Analytical study of quality-biased competition dynamics for memes in social media
The spreading of news, memes and other pieces of information occurring via online social platforms has a strong and growing impact on our modern societies, with enormous consequences, that may be beneficial but also catastrophic. In this work we consider a recently introduced model for information diffusion in social media taking explicitly into account the competition of a large number of items of diverse quality. We map the meme dynamics onto a one-dimensional diffusion process that we solve analytically, deriving the lifetime and popularity distributions of individual memes. We also present a mean-field type of approach that reproduces the average stationary properties of the dynamics. In this way we understand and control the role of the different ingredients of the model, opening the path for the inclusion of additional, more realistic, features.
Understanding how information spreads in social media is a topic of uttermost interest, as it is fundamental for devising strategies aimed at fostering the diffusion of beneficial information or contrasting the dangerous spread of fake news Howell et al. (2013); Del Vicario et al. (2016); Vosoughi et al. (2018). Activity in this area has boomed in recent years Kwak et al. (2010); Lerman and Ghosh (2010); González-Bailón et al. (2011); Bakshy et al. (2011); Baños et al. (2013); Cheng et al. (2014); Nishi et al. (2016); Pramanik et al. (2017); Wegrzycki et al. (2017). From the point of view of statistical physics, information spreading is a prominent example of a collective macroscopic phenomenon emerging in a self-organized manner from the spontaneous activity of a large number of individual elements Castellano et al. (2009); Buchanan (2007). The investigation of information spreading is particularly challenging both from an empirical point of view and from a theoretical one. The existence of many different social media platforms, each characterized by different features often changing over time, provides a wealth of data but leaves the issues of universality and reproducibility wide open. From the modeling point of view, the identification of a limited number of relevant mechanisms and crucial observable quantities is highly nontrivial.
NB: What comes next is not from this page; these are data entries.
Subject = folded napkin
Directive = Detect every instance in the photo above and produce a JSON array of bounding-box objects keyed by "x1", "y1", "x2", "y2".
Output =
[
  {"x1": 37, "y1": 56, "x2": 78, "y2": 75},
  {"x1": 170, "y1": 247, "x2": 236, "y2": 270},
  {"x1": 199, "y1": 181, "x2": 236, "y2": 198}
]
The topology of the interaction pattern among users in online social media, which is usually very heterogeneous, is one of the ingredients usually taken into account. Another fundamental factor affecting the way news, memes or rumors are diffused is information overload. When online, individuals are hit by a steady and overwhelming flow of messages; the finite attention and limited memory strongly influence what information is propagated further and how. This results in a competition among a large number of items diffusing simultaneously, which is a key ingredient of many models for information spreading Wu and Huberman (2007); Weng et al. (2012); Gleeson et al. (2014, 2016). A third ingredient that plays a role in determining the fate of messages in online media is the variability of the “quality” of the item: some pieces of information may be intrinsically more appealing and thus more likely to be shared by online users. A very recent work by Qiu et al. Qiu et al. (2017) considered together these three elements to study the interplay of an heterogeneous quality distribution and information overload in online social media (with particular reference to Twitter), with the goal of investigating whether a good tradeoff between discriminative power and quality diversity is possible.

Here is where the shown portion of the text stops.